From
home, from his blessed Georgia, he received very little; and then,
for the most part, in victuals. At Christmas, at Easter, or on his
birthday (in August) he was sent--and inevitably through arriving
fellow-countrymen--whole cargoes of hampers with mutton, grapes,
goat-flesh, sausages, dried hawthorn berries, RAKHAT LOUKOUM, egg-
plants, and very tasty cookies; as well as leathern bottles of
excellent home-made wine, strong and aromatic, but giving off just
the least bit of sheep-skin. Then the prince would summon together
to one of his comrades (he never had quarters of his own) all his
near friends and fellow-countrymen; and arranged such a
magnificent festival--TOI in Caucasian--that at it were extirpated
to the last shreds the gifts of fertile Georgia.

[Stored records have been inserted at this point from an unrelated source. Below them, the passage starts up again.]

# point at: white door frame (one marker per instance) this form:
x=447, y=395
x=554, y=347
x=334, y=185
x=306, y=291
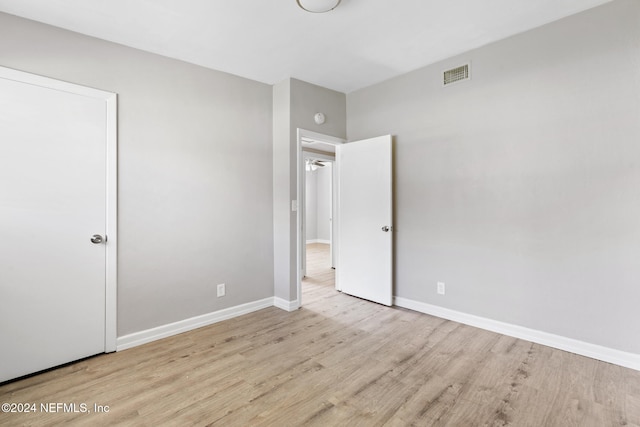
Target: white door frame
x=300, y=200
x=111, y=103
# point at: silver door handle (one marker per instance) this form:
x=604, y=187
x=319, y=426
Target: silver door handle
x=97, y=239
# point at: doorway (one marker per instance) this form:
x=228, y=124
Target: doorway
x=317, y=208
x=57, y=222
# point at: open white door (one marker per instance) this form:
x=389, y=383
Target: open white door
x=365, y=256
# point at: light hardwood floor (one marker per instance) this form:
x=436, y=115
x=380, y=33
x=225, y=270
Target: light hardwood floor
x=338, y=361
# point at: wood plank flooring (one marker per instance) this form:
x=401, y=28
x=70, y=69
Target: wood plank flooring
x=338, y=361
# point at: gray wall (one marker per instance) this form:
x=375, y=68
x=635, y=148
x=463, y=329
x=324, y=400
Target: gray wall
x=519, y=188
x=195, y=192
x=294, y=104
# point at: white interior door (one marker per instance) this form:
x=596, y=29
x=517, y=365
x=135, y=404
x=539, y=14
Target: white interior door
x=53, y=196
x=365, y=239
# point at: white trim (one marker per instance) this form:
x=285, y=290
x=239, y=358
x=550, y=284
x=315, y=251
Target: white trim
x=286, y=305
x=300, y=236
x=605, y=354
x=111, y=288
x=111, y=152
x=164, y=331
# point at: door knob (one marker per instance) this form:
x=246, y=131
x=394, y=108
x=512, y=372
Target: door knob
x=97, y=239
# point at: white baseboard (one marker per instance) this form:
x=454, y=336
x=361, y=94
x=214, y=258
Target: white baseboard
x=617, y=357
x=286, y=305
x=326, y=242
x=143, y=337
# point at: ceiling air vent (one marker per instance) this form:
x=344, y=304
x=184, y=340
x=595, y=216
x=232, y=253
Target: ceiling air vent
x=455, y=75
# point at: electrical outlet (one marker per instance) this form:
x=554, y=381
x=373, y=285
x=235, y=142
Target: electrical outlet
x=221, y=290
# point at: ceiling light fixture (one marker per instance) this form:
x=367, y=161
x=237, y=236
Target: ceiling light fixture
x=318, y=6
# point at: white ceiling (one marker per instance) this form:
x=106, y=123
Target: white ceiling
x=360, y=43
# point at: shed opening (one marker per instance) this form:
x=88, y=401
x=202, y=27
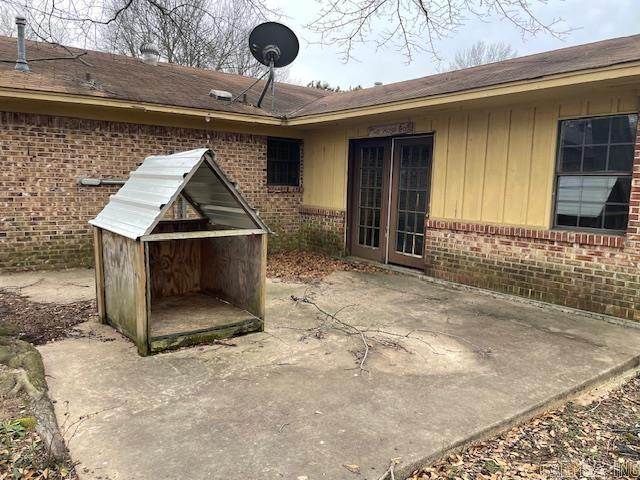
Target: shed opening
x=172, y=283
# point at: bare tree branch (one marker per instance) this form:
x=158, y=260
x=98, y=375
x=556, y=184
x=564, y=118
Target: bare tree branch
x=481, y=53
x=413, y=26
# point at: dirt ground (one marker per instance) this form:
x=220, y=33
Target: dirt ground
x=38, y=322
x=600, y=440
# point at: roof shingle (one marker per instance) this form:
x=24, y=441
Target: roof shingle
x=127, y=78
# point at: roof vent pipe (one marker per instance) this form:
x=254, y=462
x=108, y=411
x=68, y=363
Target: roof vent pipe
x=150, y=53
x=21, y=62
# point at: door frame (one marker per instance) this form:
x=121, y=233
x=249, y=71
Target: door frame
x=391, y=256
x=377, y=255
x=352, y=191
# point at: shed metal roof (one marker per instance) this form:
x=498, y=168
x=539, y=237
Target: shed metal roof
x=154, y=186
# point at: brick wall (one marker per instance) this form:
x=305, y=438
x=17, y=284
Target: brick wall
x=44, y=211
x=599, y=273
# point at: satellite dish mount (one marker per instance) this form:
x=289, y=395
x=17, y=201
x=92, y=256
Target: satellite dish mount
x=275, y=46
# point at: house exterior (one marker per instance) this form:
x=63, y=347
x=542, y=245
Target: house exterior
x=521, y=176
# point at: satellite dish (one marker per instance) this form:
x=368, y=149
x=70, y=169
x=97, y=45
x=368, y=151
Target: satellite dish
x=273, y=44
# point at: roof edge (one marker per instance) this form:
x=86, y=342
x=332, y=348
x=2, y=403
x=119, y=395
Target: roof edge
x=73, y=99
x=576, y=77
x=629, y=69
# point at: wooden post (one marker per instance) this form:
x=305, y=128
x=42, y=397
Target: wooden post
x=99, y=269
x=263, y=277
x=140, y=268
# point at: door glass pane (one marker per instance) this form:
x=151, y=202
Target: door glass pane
x=371, y=181
x=412, y=199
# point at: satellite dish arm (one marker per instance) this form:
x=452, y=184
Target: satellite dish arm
x=250, y=87
x=266, y=87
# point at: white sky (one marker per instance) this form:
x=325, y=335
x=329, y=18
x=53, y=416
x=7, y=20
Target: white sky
x=592, y=20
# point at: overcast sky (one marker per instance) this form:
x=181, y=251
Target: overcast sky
x=592, y=20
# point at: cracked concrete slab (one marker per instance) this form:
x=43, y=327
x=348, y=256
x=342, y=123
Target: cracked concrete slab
x=285, y=404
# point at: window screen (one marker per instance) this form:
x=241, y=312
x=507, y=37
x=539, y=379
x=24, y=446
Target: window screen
x=283, y=162
x=593, y=181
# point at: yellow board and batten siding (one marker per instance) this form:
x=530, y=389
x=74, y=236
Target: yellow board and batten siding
x=490, y=165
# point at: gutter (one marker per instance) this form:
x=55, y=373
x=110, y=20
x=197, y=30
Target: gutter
x=616, y=72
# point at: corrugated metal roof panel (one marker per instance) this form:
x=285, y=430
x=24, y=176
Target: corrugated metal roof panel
x=139, y=205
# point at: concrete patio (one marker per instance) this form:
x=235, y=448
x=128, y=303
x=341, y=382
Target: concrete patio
x=287, y=404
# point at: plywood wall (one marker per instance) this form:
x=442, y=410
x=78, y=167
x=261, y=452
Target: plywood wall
x=491, y=165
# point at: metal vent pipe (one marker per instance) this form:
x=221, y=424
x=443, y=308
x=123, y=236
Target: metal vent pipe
x=21, y=62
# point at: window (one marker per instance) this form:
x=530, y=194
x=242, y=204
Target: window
x=283, y=162
x=593, y=181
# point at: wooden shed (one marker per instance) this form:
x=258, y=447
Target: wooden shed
x=171, y=283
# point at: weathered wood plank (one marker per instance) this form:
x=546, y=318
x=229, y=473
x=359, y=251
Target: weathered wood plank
x=185, y=339
x=99, y=271
x=233, y=270
x=142, y=331
x=174, y=267
x=118, y=254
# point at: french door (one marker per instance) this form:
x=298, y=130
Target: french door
x=389, y=199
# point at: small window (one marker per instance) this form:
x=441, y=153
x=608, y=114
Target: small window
x=283, y=162
x=593, y=177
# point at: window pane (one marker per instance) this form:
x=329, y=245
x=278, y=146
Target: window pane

Georgian songs
were sung, the first place, of course, being given to MRAVOL-
DJAMIEM and EVERY GUEST IS SENT DOWN TO US FROM HEAVEN BY GOD, NO
MATTER OF WHAT COUNTRY HE BE; the LEZGINKA was danced without
tiring, with table knives brandished wildly in the air; and the
TULUMBASH (or, perhaps, he is called TOMADA?) spoke his
improvisations; for the greater part Nijeradze himself spoke.